I’m struggling to compile it (gcc 12.2.1), but that’s just been a fail thusfar. Appeared to be failing due to a ton of warnings and PyTorch’s use of -Werror (I’m a big fan of the use of Werror in development… but in production?). I guessed that my gcc is too new and so downgraded it, but then I got even more errors. Now I’m trying again by trying to suppress Werror and seeing how that goes…
Any chance we’ll get a wheel at any point? Thanks!
(ED: Nope, compile failed… Fbgemm is still using Werror for some reason and complaining about possible uninitialized variables… sigh…)
(ED2: Well, I managed to shoehorn it into compiling by literally replacing my systemwide gcc/g++/cpp/c++ binaries with wrapper scripts that strip out all -Werror arguments. But now when I actually include torch/python.h, type_caster is broken:
/usr/local/lib64/python3.10/site-packages/torch/include/pybind11/detail/…/cast.h:42:120: error: expected template-name before ‘<’ token
42 | return caster.operator typename make_caster::template cast_op_type();
/usr/local/lib64/python3.10/site-packages/torch/include/pybind11/detail/…/cast.h:42:120: error: expected identifier before ‘<’ token
… I give up )
We are still in the process of discussing and merging the last few needed changes into the code base before starting with the CUDA 12.x bringup for the binaries.
If you need to use this CUDA version, you would indeed need to build PyTorch from source or just use the latest NGC containers.
As a workaround for now you could use the current binaries (stable or nightly) with CUDA 11.7 or 11.8 which already support all released GPU architectures.
Also note that your locally installed CUDA toolkit won’t be used when executing the binaries as they ship with their own dependencies unless you build a custom CUDA extension.
Okay, thanks for the update (I know that maintaining packages is a rather thankless job!)
My gamer box has CUDA 12.0 drivers. I installed CUDA 11.8 and it seemed to work, but should it have?
Yes, since the PyTorch binaries ship with their own CUDA dependencies and work with a properly installed driver. Your locally installed CUDA toolkit will be used if you build PyTorch from source or a custom CUDA extension.
You can also install the nightlies with 12.1 now.
Are there nightly docker images? I found Package pytorch-nightly · GitHub but there is no information about the used version of CUDA in those.
I’m not familiar with the nightly docker build process, but you might want to pull the container and check the used CUDA version via
Thanks, I will do that.
I am asking because he last pytorch docker 2.0.1-cuda11.7-cudnn8-runtime does not seem to support A100 and H100 GPUs (arch ‘sm_90’).

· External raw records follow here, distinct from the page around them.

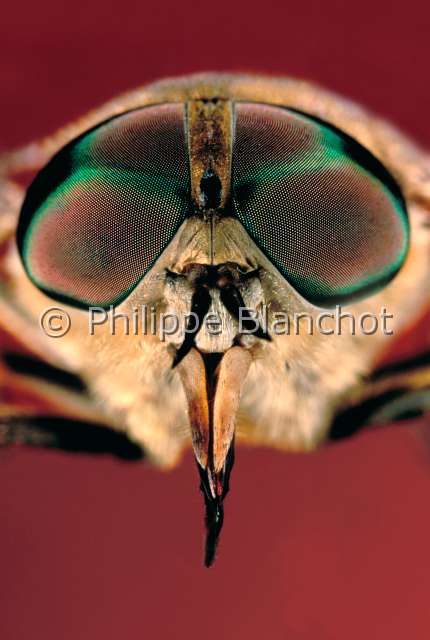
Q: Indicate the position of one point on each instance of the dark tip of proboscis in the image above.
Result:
(214, 509)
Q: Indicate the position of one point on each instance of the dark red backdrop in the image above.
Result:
(322, 547)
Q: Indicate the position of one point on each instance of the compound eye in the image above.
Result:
(323, 209)
(98, 216)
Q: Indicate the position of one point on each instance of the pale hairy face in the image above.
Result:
(227, 250)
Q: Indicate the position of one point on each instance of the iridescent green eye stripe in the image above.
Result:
(99, 215)
(322, 209)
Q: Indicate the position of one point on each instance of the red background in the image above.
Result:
(326, 546)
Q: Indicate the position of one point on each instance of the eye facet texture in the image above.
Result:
(106, 206)
(324, 211)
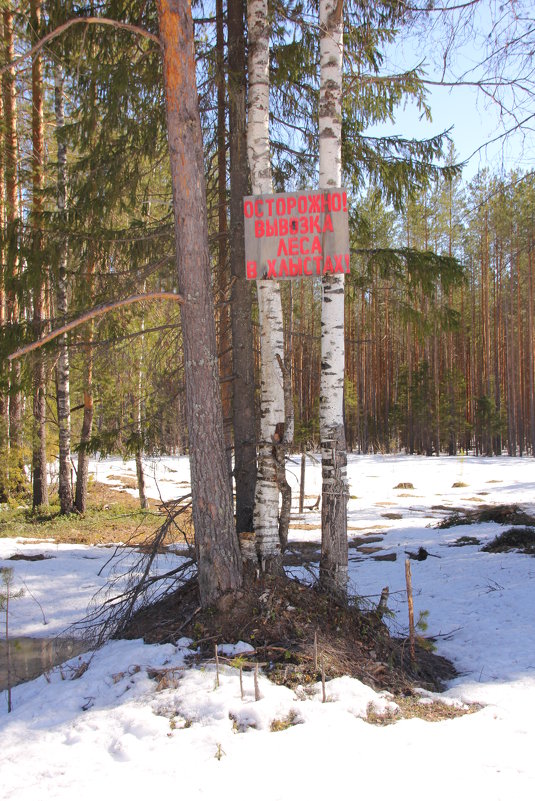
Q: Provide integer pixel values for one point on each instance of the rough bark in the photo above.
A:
(272, 414)
(82, 471)
(334, 554)
(63, 366)
(4, 406)
(223, 326)
(40, 486)
(216, 543)
(12, 224)
(243, 410)
(139, 430)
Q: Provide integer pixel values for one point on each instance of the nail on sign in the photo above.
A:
(296, 234)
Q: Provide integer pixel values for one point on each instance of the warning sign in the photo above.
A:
(296, 234)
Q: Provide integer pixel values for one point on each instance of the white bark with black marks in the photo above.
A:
(334, 555)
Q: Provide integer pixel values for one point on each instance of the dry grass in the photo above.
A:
(283, 619)
(412, 706)
(112, 516)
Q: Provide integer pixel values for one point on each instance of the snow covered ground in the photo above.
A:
(115, 731)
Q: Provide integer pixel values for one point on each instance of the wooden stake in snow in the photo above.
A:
(302, 483)
(216, 665)
(257, 688)
(408, 580)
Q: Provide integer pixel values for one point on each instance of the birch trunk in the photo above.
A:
(272, 414)
(334, 554)
(216, 543)
(139, 429)
(63, 367)
(243, 399)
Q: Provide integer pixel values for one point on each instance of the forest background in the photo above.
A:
(439, 303)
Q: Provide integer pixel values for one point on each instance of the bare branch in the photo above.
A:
(125, 26)
(96, 312)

Yes, CUDA 11.7 does not support sm_90, but sm_80, and you would need CUDA >= 11.8.
Bumping this thread – is there a plan for a CUDA 12-compatible stable release imminently, or will it be just nightlies for the foreseeable future?
The next stable
2.1.0 release will use 11.8 and 12.1.
Thanks, Piotr! Is there a planned release date for 2.1.0, or is that still TBD?

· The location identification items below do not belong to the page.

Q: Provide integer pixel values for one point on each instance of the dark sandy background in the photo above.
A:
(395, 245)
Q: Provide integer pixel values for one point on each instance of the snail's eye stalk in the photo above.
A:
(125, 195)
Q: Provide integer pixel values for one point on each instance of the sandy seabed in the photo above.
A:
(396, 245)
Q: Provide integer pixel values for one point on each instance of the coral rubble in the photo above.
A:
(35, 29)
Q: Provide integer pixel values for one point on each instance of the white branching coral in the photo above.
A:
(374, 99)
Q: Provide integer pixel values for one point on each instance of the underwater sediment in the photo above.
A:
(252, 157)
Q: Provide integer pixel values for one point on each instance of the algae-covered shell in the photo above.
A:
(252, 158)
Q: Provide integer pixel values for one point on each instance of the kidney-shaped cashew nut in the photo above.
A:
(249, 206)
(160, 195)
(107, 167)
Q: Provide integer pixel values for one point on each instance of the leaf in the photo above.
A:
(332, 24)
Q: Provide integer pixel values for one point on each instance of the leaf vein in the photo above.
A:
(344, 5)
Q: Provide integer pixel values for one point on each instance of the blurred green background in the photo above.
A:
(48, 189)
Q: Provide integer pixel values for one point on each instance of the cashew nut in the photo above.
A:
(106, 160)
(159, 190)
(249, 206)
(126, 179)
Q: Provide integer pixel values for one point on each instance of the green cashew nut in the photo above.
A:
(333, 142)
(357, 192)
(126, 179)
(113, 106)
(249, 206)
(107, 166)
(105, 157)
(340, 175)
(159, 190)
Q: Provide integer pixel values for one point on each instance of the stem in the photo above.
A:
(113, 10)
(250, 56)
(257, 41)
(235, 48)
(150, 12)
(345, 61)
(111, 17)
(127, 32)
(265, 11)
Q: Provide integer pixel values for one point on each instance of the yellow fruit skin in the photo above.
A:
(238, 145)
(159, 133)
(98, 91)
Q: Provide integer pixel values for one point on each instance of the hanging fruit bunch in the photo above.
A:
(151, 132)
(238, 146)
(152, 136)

(Context is I need to build an H100-compatible image soon, and I’m figuring out whether to go to 11.8 now or if I can wait a few weeks and skip to 12.x – while sticking with wheel installation.)
2.1.0 is supposed to be released ~Oct. 2023, but note that the nightly binaries already support CUDA 12.1 and ship with it, so you could try these out in case nightly works for you.